Australia may be left with almost a $1tn health bill by 2050 if it doesn’t boost the take-up of electric vehicles, according to a new report released on Sunday.
But this could be slashed in half by setting an ambitious target to convert every car in the country to electric by 2035.
The modelling was released by the Australian Conservation Foundation (ACF), which commissioned accounting firm Deloitte to examine the community benefit from increasing the uptake of electric vehicles (EVs).
A “bespoke economic model” was used to examine three scenarios: whereby Australia achieved net-zero road transport emissions in 2035, 2040 and 2050. These scenarios compared the cost of air, noise, water and greenhouse gas pollution caused by petrol- and diesel-powered cars, and those of EVs.
Petrol cars contribute heavily to air, noise and water pollution through the particles emitted from the exhaust and through the waste grease, oil and rubber needed to run them. By contrast, electric vehicles have fewer components and more efficient motors.
As this pollution leads to illness, the cost ends up being borne by the health system.
The report found that under the “business as usual” scenario – where nothing is done to support uptake – costs will mount to $864.9bn by 2050, with air pollution alone amounting to $488.2bn.
New South Wales and Victoria will bear the brunt as the most populous states, with costs mounting to $257.7bn and $203.6bn respectively. On a per-capita basis, the combined use of private transport and freight was greatest in Western Australia, where the cost was $43,900 per person.
However, in a scenario where EVs made up 26% of the private car fleet by 2030 and 100% by 2050, Australia would avoid $233bn in costs. A more ambitious scenario where a 28% share is achieved by 2030 and full uptake in 2045 would see $335bn in costs side-stepped.
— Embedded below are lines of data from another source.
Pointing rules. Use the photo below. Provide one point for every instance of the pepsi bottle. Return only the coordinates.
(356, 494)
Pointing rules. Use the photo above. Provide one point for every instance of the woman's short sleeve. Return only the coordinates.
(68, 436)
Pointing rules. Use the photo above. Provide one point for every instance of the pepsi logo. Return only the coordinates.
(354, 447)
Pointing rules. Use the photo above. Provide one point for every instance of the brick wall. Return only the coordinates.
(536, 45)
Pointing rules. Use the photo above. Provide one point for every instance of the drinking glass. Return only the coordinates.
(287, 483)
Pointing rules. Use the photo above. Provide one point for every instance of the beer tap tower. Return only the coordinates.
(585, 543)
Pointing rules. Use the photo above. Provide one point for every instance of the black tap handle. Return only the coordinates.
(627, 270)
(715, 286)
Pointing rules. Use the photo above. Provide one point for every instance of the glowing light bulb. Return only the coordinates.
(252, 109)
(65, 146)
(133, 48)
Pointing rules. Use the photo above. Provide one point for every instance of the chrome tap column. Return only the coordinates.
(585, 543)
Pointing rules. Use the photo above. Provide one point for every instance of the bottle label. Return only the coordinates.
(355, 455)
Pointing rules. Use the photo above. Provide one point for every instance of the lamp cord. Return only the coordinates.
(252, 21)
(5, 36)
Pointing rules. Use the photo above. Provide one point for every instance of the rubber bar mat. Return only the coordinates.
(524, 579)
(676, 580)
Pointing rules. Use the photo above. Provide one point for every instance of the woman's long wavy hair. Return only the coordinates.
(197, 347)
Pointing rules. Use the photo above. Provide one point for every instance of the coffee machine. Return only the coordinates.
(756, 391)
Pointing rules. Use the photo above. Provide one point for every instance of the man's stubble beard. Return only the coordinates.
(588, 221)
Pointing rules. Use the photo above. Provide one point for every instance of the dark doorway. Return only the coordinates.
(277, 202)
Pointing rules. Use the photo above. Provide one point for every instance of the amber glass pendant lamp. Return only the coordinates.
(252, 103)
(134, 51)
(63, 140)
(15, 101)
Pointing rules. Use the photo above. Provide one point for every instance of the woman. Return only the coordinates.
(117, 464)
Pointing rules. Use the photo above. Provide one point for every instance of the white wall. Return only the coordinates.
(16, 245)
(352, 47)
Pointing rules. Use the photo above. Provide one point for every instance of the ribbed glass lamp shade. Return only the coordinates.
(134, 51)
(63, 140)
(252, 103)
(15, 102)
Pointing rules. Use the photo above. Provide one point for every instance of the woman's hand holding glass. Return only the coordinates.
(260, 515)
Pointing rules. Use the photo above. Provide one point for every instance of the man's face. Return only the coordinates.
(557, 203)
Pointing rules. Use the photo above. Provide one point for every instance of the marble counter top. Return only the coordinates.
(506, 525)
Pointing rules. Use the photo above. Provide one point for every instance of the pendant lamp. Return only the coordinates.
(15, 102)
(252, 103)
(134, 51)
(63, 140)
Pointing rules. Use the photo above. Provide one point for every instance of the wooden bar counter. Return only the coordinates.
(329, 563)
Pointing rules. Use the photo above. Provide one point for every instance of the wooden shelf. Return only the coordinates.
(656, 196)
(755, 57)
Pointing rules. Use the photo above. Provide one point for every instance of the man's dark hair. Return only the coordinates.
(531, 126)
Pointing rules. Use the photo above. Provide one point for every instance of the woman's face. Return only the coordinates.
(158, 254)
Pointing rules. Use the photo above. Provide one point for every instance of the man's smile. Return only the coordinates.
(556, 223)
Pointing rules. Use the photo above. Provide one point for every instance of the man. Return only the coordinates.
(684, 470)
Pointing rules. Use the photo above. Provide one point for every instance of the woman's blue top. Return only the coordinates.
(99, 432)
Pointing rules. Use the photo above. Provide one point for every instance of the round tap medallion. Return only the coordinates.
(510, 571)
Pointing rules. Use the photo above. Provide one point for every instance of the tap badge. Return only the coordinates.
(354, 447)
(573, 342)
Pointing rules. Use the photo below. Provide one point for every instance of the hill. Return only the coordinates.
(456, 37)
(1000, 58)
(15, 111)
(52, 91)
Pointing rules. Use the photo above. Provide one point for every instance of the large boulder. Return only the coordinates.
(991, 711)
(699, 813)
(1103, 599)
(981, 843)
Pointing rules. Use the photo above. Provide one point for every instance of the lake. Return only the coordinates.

A rapid transition of the entire private car fleet to EV by 2035, when coupled with better public transport systems, would see $492bn in costs avoided.
Dr Eamon McGinn, a partner at Deloitte Access Economics, said while these figures were broadly understood among government departments, they are “not front of mind” for many people.
“We create invisible, unborne costs whenever we go driving. Obviously we pay for fuel and the maintenance, but there are these additional costs we impose on our neighbours and our community,” McGinn said.
“We think about petrol costs, we think about getting stuck in traffic. We don’t necessarily think about the noise, or the pollution coming out the tailpipe or the damage to waterways.”
Matt Rose, ACF’s economy and democracy program manager, said the report was unique in that it sought to measure the cost of inaction.
“Transport emissions are the second-largest source of emissions in Australia and they’re growing,” Rose said. “There is a cost to not moving and this shows what those costs are in our built-up city areas.”
The report assumed that all EVs would be powered entirely by renewable energy and obtained its data from the Bureau of Infrastructure and Transport Research Economics, and Australian Transport Assessment and Planning guidelines.
The honorary secretary of Doctors for the Environment, Dr Richard Yin, said independent research suggested the combined pollution from coal-fired power and internal combustion engines caused 5,000 deaths a year, with some studies finding the cost to the health system running as high as $24bn a year.
“It’s a ginormous hidden cost,” Yin said. “Worldwide for example, there were 8 millions deaths globally in 2018. That’s a year.”
While the goal should be for all electric vehicles to be entirely powered by renewable energy, Yin said there were still benefits even where the power was drawn from coal.
“There are advantages even if you are sourcing power from coal-fired power stations because the vehicles are more efficient,” he said. “The benefits are just multiplied when we transition to renewable energy and get rid of coal-fired power stations as well.”